Por ejemplo, afirma que el científico es “totalitario”, porque niega el carácter racional de otras formas de conocimiento (Santos, 2009: 21), “desencantado y triste, […pues] al objetivar los fenómenos los objetualiza y degrada” (Santos, 2009: 37). Tiende a sobrevalorar las maneras del conocer producidas en el Sur, a las que considera emancipatorias y con mayor impulso para generar innovaciones cognitivas, en particular si están vinculadas a las luchas de los pueblos indígenas.

Reaparecen las dicotomías y los esencialismos, como si el conocimiento científico fuera siempre “occidental”, proveniente del “Norte” y de los poderosos y, por lo tanto, objeto de sospecha, mientras que lo que viene de las luchas del Sur fuera siempre positivo.
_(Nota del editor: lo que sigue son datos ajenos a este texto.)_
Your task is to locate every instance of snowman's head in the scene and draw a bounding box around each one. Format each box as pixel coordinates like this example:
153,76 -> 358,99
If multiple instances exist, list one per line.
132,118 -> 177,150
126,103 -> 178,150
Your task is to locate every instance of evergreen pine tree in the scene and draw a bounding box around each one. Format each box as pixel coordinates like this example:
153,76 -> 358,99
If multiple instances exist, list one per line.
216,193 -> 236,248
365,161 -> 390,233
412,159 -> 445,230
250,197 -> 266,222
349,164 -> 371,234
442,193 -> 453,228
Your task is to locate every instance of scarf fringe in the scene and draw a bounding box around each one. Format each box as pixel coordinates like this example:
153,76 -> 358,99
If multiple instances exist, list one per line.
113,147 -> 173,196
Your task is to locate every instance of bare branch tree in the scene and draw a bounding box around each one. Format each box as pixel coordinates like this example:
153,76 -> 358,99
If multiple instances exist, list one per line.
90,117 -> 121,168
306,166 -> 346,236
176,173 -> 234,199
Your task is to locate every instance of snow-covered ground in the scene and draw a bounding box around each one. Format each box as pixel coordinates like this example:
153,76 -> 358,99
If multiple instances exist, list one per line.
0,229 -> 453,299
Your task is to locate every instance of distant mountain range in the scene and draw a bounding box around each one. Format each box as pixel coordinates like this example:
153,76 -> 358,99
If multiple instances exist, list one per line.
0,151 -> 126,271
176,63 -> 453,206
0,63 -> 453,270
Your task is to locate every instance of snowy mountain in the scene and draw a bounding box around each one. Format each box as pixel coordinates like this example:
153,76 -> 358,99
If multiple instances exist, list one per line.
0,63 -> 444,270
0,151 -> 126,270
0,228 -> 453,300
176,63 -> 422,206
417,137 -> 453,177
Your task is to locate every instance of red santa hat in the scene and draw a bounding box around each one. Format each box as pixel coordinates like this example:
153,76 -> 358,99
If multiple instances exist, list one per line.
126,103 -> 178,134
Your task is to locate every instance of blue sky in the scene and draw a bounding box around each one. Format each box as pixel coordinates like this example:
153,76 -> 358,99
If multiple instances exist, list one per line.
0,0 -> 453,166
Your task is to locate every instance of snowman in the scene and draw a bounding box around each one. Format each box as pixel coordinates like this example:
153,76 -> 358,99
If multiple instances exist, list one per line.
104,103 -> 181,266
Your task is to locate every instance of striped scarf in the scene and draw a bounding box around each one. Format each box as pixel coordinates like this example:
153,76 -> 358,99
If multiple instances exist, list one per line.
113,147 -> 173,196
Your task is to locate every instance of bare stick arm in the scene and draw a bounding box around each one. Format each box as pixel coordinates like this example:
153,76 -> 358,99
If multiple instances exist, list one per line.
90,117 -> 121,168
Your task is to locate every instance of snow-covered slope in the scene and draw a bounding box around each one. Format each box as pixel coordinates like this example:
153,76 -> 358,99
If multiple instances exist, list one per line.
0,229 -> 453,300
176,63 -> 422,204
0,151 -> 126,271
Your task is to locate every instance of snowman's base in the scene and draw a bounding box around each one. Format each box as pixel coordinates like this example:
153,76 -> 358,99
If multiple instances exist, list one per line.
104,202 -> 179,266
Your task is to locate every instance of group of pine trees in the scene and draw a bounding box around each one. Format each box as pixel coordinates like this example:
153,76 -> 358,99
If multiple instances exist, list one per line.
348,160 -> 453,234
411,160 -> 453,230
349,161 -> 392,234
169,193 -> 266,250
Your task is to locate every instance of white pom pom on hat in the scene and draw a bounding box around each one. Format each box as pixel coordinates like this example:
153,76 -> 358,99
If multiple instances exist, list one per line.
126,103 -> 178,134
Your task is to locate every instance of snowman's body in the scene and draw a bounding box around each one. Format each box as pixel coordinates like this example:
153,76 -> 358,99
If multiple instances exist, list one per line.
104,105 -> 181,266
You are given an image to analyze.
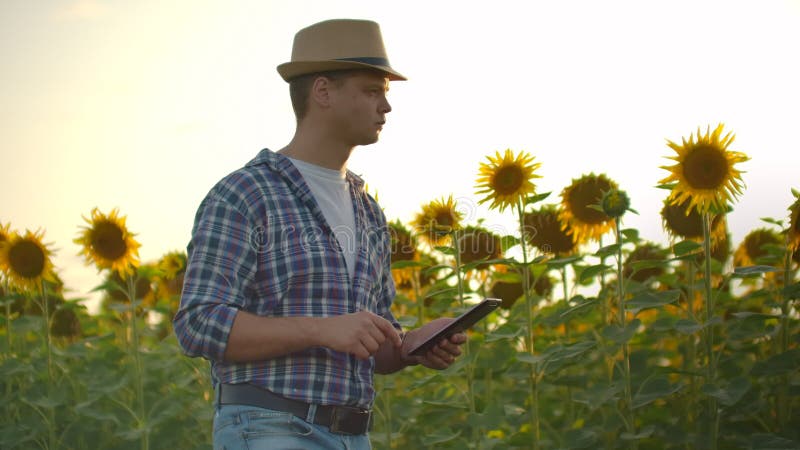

Aunque Boaventura de Souza es muy cuidadoso en señalar los aportes que ha hecho la ciencia y las limitaciones que tiene el sentido común (Santos, 2009: 55-56), tiende a atribuir virtudes gnoseológicas intrínsecas a los saberes que son producidos por sujetos subalternos que tienen posiciones políticas rebeldes, mientras que atribuye defectos a los conocimientos generados por sujetos que ocupan posiciones de poder, como si la orientación ideológico-política, la ubicación en la estructura social o el origen étnico otorgaran a priori validez o invalidez desde el punto de vista epistemológico.

Una cosa es criticar las desigualdades y las diferencias de poder que existen en la producción de conocimientos y otra muy distinta es sobredeterminar el valor del conocimiento a la posición política de quien lo genera. Se advierte en sus postulados una tensión entre un lúcido intento por superar las dimensiones cognitivas y epistemológicas del dualismo hegemónico y un apego a las características ético-valorativas y políticas del dualismo crítico, que reintroduce líneas abismales entre Occidente y el resto del mundo, entre lo dominante y lo subalterno.

Para trascender el dualismo epistemológico es fundamental no exaltar ni descartar a priori ningún tipo de conocimiento, sino brindar a todos los saberes respeto y verdadera igualdad de oportunidades, pero también someterlos a todos al escrutinio y a la crítica, porque ninguno es esencialmente positivo o negativo. La propuesta, perfectamente legítima, de cuestionar las prácticas cognitivas hegemónicas y al mismo tiempo revalorar los conocimientos producidos por quienes han sido excluidos, discriminados y estigmatizados no debería dar paso a la idealización de las sabidurías populares y a la estigmatización de los postulados científicos, en una inversión de las dicotomías coloniales que sigue siendo dicotómica.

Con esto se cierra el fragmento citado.